Dr. Vellody: We know that people with Down syndrome are a lot more sensitive to anesthesia than a person without Down syndrome is. To put it eloquently, you can always give more but you can never take away. There is a great review article that came out within the last year that every pediatric anesthesiologist should read. It was published in “Pediatric Anesthesiology”, the journal, and this article did a wonderful job of going through which drugs to give, which ones not to give. If you give this drug, watch for this side effect – it was really, really helpful. I sent it out to my entire anesthesia department as soon as it came out in 2015. That would be something for your pediatrician, maybe, or family practice doc to do the same thing as well just to spread the useful information.

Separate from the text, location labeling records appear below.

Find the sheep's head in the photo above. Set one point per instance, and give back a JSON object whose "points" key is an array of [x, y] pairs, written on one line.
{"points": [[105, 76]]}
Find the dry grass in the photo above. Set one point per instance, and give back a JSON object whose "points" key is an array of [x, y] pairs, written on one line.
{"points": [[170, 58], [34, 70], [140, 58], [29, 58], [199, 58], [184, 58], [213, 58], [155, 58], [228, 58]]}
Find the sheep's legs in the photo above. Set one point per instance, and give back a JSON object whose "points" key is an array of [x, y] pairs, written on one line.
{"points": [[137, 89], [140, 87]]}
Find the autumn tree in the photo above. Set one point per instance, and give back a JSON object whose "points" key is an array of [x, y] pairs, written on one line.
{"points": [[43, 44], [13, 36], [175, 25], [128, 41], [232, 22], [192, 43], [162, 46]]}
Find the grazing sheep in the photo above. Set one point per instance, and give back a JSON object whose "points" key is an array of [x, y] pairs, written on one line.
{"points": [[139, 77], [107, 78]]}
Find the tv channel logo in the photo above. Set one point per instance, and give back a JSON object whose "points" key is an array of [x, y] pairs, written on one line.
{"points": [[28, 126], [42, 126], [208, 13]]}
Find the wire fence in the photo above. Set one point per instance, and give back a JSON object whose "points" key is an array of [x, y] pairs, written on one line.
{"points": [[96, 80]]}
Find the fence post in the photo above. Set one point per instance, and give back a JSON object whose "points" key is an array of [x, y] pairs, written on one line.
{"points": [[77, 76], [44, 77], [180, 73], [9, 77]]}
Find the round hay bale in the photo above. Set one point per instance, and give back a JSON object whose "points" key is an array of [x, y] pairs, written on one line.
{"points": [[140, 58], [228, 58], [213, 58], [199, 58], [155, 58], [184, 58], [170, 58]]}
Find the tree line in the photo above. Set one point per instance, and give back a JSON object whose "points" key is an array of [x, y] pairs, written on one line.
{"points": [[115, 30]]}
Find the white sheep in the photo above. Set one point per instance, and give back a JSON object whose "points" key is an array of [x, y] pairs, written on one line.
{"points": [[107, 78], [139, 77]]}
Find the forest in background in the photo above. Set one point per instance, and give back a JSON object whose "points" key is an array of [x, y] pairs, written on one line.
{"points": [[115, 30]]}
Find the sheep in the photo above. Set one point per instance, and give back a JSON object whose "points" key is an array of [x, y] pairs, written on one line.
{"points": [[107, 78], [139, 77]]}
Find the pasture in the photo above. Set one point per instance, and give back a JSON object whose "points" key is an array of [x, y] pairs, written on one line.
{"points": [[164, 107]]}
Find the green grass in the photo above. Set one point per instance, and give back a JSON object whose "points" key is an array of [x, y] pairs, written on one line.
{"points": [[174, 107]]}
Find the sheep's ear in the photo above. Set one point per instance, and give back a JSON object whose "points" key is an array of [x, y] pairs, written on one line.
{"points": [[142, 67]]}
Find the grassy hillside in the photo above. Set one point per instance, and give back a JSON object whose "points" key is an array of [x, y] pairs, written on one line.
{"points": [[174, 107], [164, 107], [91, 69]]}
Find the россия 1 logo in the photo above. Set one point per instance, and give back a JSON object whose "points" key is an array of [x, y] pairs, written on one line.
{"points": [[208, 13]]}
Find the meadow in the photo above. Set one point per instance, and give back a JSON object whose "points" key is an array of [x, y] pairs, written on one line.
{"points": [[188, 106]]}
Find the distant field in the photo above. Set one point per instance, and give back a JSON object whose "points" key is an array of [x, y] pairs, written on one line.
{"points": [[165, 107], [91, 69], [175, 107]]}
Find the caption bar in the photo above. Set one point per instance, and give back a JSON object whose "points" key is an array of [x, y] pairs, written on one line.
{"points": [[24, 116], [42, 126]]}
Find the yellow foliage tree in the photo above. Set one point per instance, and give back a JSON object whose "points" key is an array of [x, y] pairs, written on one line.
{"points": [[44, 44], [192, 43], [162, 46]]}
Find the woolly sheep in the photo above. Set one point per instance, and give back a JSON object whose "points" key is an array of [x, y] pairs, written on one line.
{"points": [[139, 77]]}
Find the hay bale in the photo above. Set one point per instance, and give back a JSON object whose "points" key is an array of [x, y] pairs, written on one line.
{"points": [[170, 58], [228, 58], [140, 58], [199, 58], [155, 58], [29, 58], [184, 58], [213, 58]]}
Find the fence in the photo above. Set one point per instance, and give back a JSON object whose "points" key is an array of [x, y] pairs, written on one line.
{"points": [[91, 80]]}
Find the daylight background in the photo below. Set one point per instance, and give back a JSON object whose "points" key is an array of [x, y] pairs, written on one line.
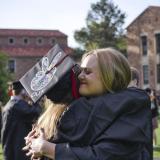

Audience: Side effects to anesthesia?

Dr. Vellody: Low heart rate is a very common side effect to some of the pediatric anesthesia agents that they use, so that’s a real concern that the anesthesiologist should be on the look-out for and ready to address if it happens.

Audience: What about using Prozac in Down syndrome in order to help with the cognition aspect?

Dr. Vellody: There is a study going on right now; we’re not actually sure how it got passed by the review board (the IRB), but they are giving pregnant mothers Prozac and seeing whether or not it effects the development. As of right now, the jury is very much out. We don’t know. There’s so many different trials that have been tried up to this point and yeah, things look great on paper in terms of theory, what happens when you give it to a mouse, things like that. But when you translate that to a child or anybody, really, with Down syndrome, we just haven’t seen anything yet that has helped with the cognition development in kids with Down syndrome. This doesn’t mean that we’ll never find anything, in fact I was very excited to talk to some of the researchers yesterday, but for now we just don’t know.

Dr. Vellody: Thank you for your time guys.